Dieniezhna also wants to prevent misunderstandings with her texts. “Of course I understand Germans’ concerns about rising energy prices,” she says. But Russian propaganda should not take hold and blame Ukraine. “Responsible for this is Russia alone.” But she also wants to stimulate debate. For example, whether there is really security in Munich, in Bavaria, in Germany. “Who knows who else this man will attack,” Dieniezhna says of Vladimir Putin.

The 34-year-old sees her work as a journalist, her commitment as a German teacher and her work as a translator not only in practical terms, but also in philosophical terms. “This is my investment in peace. How we act now affects how we treat our children.” That is the responsibility you have to face throughout your life.

Dieniezhna got to know as a young woman that this is a very German topic. She was 19 years old when she visited Kiel for a student exchange. There she visited many museums, studied German history and heard the word “guilt” for the first time. At that time she could not do much with it. Now she knows: “If I don’t do anything, I’ll have to ask myself later how it makes me feel.”

Emiliia Dieniezhna is convinced that many of the people she has met in Munich and Pullach will be able to answer that positively one day.

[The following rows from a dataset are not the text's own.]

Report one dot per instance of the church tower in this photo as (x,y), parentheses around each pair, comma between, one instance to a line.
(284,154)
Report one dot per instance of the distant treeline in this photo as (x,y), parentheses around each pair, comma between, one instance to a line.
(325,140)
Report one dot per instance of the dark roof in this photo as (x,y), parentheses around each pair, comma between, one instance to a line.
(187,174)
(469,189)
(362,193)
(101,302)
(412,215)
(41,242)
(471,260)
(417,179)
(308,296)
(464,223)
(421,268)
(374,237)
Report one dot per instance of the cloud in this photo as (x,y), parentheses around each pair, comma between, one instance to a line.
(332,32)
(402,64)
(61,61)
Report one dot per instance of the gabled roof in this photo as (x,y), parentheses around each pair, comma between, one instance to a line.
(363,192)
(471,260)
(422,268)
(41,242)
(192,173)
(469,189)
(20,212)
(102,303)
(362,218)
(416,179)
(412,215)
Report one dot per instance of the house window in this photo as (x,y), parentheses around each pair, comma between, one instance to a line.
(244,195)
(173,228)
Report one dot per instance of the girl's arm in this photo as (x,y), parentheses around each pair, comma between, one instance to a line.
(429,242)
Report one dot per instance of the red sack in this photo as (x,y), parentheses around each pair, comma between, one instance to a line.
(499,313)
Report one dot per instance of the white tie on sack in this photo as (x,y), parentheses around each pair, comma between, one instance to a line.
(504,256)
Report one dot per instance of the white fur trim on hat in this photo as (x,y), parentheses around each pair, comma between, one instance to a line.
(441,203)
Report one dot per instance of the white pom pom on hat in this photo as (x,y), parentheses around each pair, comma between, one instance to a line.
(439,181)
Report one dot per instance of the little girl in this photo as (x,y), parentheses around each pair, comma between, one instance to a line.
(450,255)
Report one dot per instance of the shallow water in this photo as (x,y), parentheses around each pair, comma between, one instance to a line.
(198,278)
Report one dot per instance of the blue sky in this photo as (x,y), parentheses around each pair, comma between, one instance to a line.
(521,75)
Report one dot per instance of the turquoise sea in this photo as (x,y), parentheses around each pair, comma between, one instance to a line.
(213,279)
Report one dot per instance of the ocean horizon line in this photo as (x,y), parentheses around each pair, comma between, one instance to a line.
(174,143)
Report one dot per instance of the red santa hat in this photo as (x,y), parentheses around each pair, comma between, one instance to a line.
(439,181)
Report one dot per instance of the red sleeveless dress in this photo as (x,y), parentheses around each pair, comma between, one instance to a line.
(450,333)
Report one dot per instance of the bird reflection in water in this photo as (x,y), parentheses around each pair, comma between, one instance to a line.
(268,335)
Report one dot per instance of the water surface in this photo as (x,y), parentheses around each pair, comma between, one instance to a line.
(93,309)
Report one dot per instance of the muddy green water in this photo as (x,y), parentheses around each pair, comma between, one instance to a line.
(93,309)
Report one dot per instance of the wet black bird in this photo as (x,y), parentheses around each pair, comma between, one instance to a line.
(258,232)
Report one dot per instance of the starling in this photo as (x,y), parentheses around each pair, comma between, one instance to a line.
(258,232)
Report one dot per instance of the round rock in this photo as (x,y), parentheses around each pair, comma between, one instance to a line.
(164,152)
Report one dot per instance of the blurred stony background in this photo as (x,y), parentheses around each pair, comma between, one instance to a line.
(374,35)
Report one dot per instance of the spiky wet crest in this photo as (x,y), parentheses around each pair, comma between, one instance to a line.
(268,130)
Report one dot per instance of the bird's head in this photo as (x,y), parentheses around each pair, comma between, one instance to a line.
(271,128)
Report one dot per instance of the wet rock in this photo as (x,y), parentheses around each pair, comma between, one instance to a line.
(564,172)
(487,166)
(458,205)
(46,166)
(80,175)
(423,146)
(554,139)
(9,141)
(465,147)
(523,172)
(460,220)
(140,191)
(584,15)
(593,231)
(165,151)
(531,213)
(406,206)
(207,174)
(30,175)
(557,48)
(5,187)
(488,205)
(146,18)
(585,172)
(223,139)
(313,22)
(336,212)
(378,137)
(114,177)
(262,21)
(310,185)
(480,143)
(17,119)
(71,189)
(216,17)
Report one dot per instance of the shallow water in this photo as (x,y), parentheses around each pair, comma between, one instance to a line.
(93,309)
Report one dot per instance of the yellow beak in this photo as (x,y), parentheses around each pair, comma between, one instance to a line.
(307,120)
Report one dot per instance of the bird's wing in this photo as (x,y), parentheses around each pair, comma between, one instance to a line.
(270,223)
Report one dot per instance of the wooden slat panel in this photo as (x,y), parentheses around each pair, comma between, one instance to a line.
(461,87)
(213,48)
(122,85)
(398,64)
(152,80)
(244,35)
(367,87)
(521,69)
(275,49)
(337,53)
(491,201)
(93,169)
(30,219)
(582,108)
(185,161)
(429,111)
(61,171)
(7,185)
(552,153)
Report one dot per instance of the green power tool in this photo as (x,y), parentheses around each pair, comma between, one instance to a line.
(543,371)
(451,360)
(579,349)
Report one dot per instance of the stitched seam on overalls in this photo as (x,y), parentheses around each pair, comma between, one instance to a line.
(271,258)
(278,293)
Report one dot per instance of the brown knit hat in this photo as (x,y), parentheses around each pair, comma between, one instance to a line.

This applies to those who provide humanitarian aid for their country as well as to support for the refugees here, no matter how different it may be. Her neighbor Roland, for example, not only explained German bureaucracy to her, but also taught her how to plant vegetables, pull weeds and mow the lawn. The garden of the Pullach terraced house now looks tiptop. Emiliia Dieniezhna is proud of it, only now she has a big blister on her hand from the unfamiliar work. Then she has to laugh about it.